Em se tratando de relações, a espiritualidade do comunicador toma algumas dimensões: é criadora, trinitária, é encarnada, é cristocêntrica e transformadora. Uma espiritualidade criadora. Quando lemos no primeiro livro da Bíblia: “Possuí e dominar a terra” (Gn 1,26-28) entendemos que temos participação na ação criadora e no Projeto de Deus. “É nesta perspectiva que se apresentam os meios de comunicação social e hoje, a internet. Quando Deus nos criou à sua imagem e semelhança, deu-nos a capacidade de participar de seu poder criador.

Uma espiritualidade trinitária. Não sendo uma “evasão alienante”, a vida é o lugar do encontro e da experiência de Deus, que se revela como Pai, Filho e Espírito Santo. Portanto, vem marcada por laços, cria redes, em vista da comunhão. Esta comunhão se expressa na vida comunitária da igreja primitiva, onde tudo era comum: fé, oração, partilha do pão, seus bens, suas vidas. (cf. At 2,42-47). O comunicador cristão vive sua mística caminhando na esperança da comunhão definitiva quando, conforme aspiração do grande comunicador, o apóstolo Paulo, “Deus for tudo em todos” (1Cor 15,28). “Se alguém me ama, diz Jesus, guarda a minha palavra, e meu Pai o amará. Eu e meu Pai viremos e faremos nele a nossa morada… O Espírito Santo que o Pai vai enviar em meu nome, ele ensinará a vocês todas as coisas” (Jo 14,23.26).
Uma espiritualidade encarnada. A espiritualidade do comunicador cristão espelha-se no mistério da Encarnação. “O Verbo se fez gente” (Jo 1,14). Pela Encarnação, Jesus Cristo, Perfeito Comunicador, fez-se semelhante àquelas pessoas com as quais queria se comunicar. Lembra a Instrução pastoral Communio et progressio, do Pontifício Conselho para as Comunicações Sociais, “Cristo comunicava com a palavra e com a vida, não falava como que “de fora”, mas “de dentro”, a partir do seu povo (…) adaptava-se à sua linguagem e mentalidade, encarnado como estava, na situação a partir da qual falava. Mas, comunicar não é apenas exprimir idéias ou manifestar sentimentos; no seu mais profundo significado, é doação de si mesmo, por amor” (CP 11). Recentemente, João Paulo II, falando à Assembléia Plenária do Pontifício Conselho para as Comunicações Sociais, dizia, “Se a Igreja se afasta da cultura, o próprio Evangelho fica sem voz” (Discurso de João Paulo II, 1º de março de 2002)
Uma espiritualidade cristocêntrica . Para o papa, a questão fundamental é: “Desta galáxia de imagens e sons, emergirá o rosto de Cristo e ouvir-se-á a sua voz?” (Mensagem Dia Mundial das Comunicações 2002).

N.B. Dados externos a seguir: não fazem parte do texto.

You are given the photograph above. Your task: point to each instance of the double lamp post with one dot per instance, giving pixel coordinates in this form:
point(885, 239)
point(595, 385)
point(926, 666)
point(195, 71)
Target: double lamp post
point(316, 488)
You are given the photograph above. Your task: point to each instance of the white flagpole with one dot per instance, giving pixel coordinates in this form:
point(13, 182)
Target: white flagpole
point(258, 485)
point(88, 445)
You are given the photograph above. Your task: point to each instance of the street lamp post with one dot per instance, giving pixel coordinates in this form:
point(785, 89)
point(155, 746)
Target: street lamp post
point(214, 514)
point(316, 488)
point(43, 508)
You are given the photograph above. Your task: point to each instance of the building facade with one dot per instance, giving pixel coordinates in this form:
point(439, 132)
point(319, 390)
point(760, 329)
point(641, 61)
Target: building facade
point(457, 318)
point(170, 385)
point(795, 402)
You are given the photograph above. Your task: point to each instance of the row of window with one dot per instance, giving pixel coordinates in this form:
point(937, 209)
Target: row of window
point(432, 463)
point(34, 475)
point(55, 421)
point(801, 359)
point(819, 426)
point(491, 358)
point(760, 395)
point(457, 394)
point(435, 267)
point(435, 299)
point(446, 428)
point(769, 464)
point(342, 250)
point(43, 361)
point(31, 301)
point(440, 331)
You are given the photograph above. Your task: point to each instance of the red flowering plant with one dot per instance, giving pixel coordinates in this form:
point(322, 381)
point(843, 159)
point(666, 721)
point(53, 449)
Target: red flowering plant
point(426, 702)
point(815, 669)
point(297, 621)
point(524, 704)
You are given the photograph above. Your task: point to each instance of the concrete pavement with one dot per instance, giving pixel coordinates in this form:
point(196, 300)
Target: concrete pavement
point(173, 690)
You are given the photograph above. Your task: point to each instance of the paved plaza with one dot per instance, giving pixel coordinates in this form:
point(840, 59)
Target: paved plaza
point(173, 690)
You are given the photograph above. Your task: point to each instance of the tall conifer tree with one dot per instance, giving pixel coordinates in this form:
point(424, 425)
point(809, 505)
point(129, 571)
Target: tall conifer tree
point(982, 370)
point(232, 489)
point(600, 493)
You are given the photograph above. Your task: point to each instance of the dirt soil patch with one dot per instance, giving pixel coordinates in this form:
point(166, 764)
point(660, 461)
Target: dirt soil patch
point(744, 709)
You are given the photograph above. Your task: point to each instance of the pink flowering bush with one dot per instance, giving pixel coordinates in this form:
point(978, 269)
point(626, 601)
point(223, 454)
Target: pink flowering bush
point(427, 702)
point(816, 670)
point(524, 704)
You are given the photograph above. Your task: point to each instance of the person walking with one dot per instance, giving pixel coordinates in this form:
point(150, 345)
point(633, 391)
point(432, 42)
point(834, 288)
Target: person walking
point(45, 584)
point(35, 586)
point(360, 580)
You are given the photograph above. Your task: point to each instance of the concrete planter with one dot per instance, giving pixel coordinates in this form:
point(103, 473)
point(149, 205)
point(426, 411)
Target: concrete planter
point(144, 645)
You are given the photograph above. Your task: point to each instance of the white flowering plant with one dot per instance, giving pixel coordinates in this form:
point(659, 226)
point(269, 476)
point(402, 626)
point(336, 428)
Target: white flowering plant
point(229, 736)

E ele responde no seu discurso do dia 1º de março: “Não temos nada para oferecer a não ser Jesus, o único mediador entre Deus e o homem (Cf 1Tm 2,5). Evangelizar significa simplesmente permitir que Ele seja visto e escutado, porque sabemos que se não há espaço para Cristo, também não há espaço para o homem”. E João Paulo II exortou ainda a dedicar um espaço a Cristo: “Na imprensa, no rádio e na televisão, no mundo do cinema e da Internet, procurai abrir-lhe as portas”.

Uma espiritualidade transformadora. Segundo Pierre Lévy a estratificação que a cultura de massa cria, colocando no ápice os que dominam o saber e o poder, na rede online não existe. Diz ainda que a rede eletrônica universaliza sem totalizar, que se constitui um fórum sem manipulação. Não podemos, no entanto, ignorar, que continuam os desníveis culturais, os desvios de conduta, as diferentes questões éticas. Como em qualquer outro meio de comunicação, prevalece a pessoa usuária, com seus valores e contravalores. Fica para o comunicador cristão, o desafio de vivenciar a espiritualidade do testemunho. Deve circular por toda a rede como “luz”, “sal”, “fermento” (Mt 5,14ss). “A presença do Espírito Santo em nós, diz João Paulo II, longe de nos levar a uma “evasão” alienante penetra e mobiliza todo o nosso ser: inteligência, vontade, afetividade, corporeidade, para que o nosso “homem novo impregne o espaço e o tempo com a novidade do Evangelho”.